Location
- 12–20 Caledon Road, Emmarentia Johannesburg, 2195 Rep. of SOUTH AFRICA
- Coordinates: 26°09′01″S 28°00′01″E﻿ / ﻿26.1503°S 28.0003°E

Information
- Website: jsj.org.za

= Japanese School of Johannesburg =

The Japanese School of Johannesburg (ヨハネスブルグ日本人学校, Yohanesuburugu Nihonjin Gakkō) is a Japanese school in Emmarentia, Johannesburg, South Africa.

==History==
The Nippon Club of South Africa (日本人会 Nihonjin-kai), a Johannesburg-based organisation, sponsors the school to encourage Japanese businesspeople to bring their families to Johannesburg. The club had been established in 1961 to assist Japanese companies operating in Johannesburg. It was responsible for the early development and promotion of the Japanese School of Johannesburg.

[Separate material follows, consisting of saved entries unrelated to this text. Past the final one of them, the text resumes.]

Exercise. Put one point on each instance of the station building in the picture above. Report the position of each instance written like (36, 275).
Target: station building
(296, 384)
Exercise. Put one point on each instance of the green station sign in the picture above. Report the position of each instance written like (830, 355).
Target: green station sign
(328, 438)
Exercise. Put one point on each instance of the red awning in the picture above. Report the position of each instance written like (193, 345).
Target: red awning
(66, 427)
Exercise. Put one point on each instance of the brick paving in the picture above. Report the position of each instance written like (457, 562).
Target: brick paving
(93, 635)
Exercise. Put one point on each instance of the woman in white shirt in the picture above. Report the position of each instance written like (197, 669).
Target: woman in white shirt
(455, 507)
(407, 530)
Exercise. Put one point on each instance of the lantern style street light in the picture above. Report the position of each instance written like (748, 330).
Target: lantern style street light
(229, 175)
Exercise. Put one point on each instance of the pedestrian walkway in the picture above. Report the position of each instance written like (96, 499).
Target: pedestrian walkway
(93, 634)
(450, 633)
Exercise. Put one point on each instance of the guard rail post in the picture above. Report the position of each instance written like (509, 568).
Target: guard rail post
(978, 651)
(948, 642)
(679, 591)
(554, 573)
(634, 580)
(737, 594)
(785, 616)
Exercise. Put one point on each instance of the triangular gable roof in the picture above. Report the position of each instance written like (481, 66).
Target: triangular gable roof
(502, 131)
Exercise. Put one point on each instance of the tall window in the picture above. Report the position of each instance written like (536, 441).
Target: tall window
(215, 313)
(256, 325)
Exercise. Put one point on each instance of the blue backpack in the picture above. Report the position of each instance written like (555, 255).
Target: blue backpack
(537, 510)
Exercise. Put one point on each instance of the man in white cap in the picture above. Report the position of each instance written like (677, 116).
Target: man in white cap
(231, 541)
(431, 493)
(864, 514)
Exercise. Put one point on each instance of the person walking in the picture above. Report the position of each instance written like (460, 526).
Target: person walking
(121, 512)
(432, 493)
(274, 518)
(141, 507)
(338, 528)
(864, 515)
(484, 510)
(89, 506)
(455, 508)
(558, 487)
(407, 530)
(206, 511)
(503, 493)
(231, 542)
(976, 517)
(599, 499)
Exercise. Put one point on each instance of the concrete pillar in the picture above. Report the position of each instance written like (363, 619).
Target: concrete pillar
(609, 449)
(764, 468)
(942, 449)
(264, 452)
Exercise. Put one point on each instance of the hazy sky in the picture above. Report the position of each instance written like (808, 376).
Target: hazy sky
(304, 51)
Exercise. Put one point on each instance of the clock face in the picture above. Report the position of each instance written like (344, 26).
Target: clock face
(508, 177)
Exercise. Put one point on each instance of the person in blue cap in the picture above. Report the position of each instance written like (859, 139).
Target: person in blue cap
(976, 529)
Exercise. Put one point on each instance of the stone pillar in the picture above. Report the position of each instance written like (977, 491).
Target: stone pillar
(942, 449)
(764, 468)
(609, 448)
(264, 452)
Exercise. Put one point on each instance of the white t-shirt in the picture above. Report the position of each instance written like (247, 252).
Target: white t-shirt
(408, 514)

The Government of Japan financially subsidises the school, while the land used for the school was provided by the Government of South Africa. It opened in 1966. In its early days, up until around 1980, the school faced harassment and opposition from community residents. The school had to close its Saxonwold location because of a hostile campaign in 1968. It re-opened in February 1969 under restrictions including limiting the size of the student body to 30. In one suburb, the school was a frequent target of vandalism and racist graffiti.

The lawsuit Evans v Japanese School of Johannesburg was filed in 2006. The applicant said that she was told that when she turned 63 years of age, she was required to retire, and accused her job loss of being unfair.